Well I watched episode one last night (I think it might have just finished, it’s a six week “thing” and episode six was last Saturday) and actually it’s alright. Six pairs travel to six different cities and do tasks set by Rossi Morreale and “social media sensation” (it says here) iJustine. One of which is an urban challenge, one is an interactive challenge, one is an escape challenge (Which doesn’t mean escaping from anything, it basically means ‘not in the city’). Points are awarded from 0-100 in 20 point increments depending on where the teams place in each challenge. Highest score at the end of the series wins $100,000 and a Ford Escape (do you see what they’ve done here?).

It’s basically an excuse for lots of product placement in the guise of a reality gameshow, but whilst this could be awful the challenges in episode one are quite good fun – the first one was a real life version of Zynga’s Hanging With Friends (it’s hangman for iPhone) with losers being ziplined 100ft down a building.

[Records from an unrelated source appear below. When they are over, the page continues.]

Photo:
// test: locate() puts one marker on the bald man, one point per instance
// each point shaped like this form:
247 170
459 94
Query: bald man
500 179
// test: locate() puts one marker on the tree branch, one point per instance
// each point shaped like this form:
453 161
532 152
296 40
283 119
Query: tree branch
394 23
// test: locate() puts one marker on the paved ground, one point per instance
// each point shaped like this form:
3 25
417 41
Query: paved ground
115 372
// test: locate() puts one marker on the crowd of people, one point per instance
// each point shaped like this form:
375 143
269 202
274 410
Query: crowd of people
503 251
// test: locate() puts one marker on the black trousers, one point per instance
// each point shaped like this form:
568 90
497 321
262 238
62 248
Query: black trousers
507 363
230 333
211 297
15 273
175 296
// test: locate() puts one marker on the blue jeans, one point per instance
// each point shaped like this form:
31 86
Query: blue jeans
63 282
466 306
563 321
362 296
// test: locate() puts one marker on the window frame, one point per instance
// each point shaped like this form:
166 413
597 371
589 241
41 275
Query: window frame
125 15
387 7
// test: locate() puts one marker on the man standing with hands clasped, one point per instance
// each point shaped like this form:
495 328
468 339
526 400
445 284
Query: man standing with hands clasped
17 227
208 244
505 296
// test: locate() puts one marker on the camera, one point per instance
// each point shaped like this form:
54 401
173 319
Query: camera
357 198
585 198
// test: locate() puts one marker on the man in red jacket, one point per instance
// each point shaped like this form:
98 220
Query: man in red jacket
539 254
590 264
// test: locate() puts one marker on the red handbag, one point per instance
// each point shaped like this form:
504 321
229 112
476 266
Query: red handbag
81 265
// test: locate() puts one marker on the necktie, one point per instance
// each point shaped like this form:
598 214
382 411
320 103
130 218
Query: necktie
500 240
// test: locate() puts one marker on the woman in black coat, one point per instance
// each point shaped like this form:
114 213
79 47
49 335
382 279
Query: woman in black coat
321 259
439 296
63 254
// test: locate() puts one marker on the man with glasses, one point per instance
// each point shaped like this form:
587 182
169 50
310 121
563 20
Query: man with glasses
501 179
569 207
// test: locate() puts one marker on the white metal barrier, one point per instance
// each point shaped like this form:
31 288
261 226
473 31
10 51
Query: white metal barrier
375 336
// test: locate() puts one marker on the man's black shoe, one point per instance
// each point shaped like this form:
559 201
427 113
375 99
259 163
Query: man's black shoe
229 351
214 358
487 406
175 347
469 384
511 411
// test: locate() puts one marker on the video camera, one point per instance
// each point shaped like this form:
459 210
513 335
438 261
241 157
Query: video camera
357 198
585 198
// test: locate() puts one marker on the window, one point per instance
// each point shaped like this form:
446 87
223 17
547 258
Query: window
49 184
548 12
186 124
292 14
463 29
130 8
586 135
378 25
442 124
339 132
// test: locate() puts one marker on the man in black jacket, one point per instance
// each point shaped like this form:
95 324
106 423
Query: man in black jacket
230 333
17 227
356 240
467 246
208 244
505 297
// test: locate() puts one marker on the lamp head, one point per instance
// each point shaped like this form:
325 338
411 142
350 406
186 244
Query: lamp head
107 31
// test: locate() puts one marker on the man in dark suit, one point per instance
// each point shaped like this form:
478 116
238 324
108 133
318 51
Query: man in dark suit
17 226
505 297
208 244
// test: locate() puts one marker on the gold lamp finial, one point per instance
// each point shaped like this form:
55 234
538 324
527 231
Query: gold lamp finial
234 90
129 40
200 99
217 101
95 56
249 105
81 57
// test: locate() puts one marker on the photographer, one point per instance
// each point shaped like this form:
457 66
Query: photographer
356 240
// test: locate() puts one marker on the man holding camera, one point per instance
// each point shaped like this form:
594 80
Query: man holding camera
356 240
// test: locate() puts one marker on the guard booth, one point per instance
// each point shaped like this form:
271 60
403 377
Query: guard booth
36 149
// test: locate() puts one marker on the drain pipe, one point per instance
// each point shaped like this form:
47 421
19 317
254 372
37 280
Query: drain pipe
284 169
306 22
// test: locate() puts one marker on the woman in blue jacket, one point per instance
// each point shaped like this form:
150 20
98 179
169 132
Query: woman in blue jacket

The escape challenge involved real life dogfighting in actual real planes, albeit with lasers rather than missiles.

The interactive challenge forms a central focus of the show and well, it’s a bit gimmicky. That week there was a streamed talent show and viewers who had watched it online could vote for their favourite. But the contestants are encouraged to use social media to get as many people on their “team” as possible during the week, so it’s not a talent contest as much as a popularity contest. I get the feeling this might be a recurring idea, and as you can win a Ford Escape by backing the winning team I get the feeling there’s going to be a bit of a spiral element here. It is a pity that one of the central tenets seems the least interesting bit.

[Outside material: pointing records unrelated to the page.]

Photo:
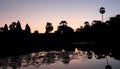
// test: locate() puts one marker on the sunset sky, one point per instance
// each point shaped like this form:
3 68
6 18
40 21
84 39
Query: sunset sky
38 12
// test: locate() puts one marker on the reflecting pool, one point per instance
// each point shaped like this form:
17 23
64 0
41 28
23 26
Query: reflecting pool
77 59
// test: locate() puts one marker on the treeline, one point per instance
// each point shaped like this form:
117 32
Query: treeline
97 31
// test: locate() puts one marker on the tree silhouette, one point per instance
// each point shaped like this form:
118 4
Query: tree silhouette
5 28
63 28
48 27
12 26
18 27
27 29
102 11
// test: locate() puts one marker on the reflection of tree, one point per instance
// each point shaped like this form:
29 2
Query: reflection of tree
27 29
49 27
107 66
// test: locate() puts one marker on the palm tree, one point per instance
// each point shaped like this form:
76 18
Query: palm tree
102 11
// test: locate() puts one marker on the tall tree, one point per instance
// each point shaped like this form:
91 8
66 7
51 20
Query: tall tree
49 27
27 29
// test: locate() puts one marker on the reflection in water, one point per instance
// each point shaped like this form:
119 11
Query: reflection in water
77 59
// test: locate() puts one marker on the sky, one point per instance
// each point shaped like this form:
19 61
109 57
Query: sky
37 13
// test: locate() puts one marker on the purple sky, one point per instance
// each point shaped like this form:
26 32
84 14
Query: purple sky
38 12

The show is mainly about the challenges although they added a little bit of interpersonal drama towards the end, although it felt very edited and manufactured to make it look like more of a sleight than I suspect it was. Overall it’s not a bad show, but there’s little here that makes it must see and no killer hook the whole thing is based around.

Here’s the site, all the episodes so far are up but you’ll probably need some sort of proxy or VPN to watch them if you’re outside the US.

5 thoughts on “Escape Routes

    1. Brig Bother Post author

      Interesting thanks David. I’m not entirely convinced a show centering around social media is likely to be all that great, I think you have to buy into completely as a viewer or it’s not going to do much for you at all and that sets rather a high barrier to entry.

      Every episode will consist of people checking Facebook for an hour. Although I suppose Jailbreak had a similar sort of idea 15 years ago, where you could e-mail clues to the inmates.

      Reply
        1. Weaver

          Gosh, it’s like no-one remembers Eden ever happened.

          For those of you who are not TV’s Fanmous Rav Wilding, Eden went out in early 2002, as Channel 4’s immediate replacement for Shipwrecked. It featured a dozen or so young people being cast away on an island in the south Pacific, and being given silly things to do by the viewing public.

          The publicity said that the viewers would be in control, and could send messages to the Eden crew via the internet chatroom, because what we really wanted to see at 6pm was folks sitting in skimpy shorts tapping at computers. This was never going to make engaging television, and quickly turned into questions like “do we feed them fish or chocolate?” It was replaced by an additional episode of Hollyoaks, which just about counted as an improvement.

          Returning to the present day, this doesn’t feel like a Channel 4 show. C4 says in both its Entertainment and its Factual Entertainment commissioning FAQs that it’s not interested in derivative shows, though it is interested in cutting-edge programmes. My thought on the sounds coming out of Charlotte Street is that the management is working to reposition the channel away from the lingering, malevolent phantasm of B** B*****r.

          My gut feeling for Glass Houses: doubt there will be a UK series, if there is it’ll be a one-shot wonder.

          Reply
  1. Anonyman

    Oh, please not iJustine. Her reward for putting us all through Let’s Play Portal 2 Really Badly is getting actual presenting work? On an actual TV show? Really?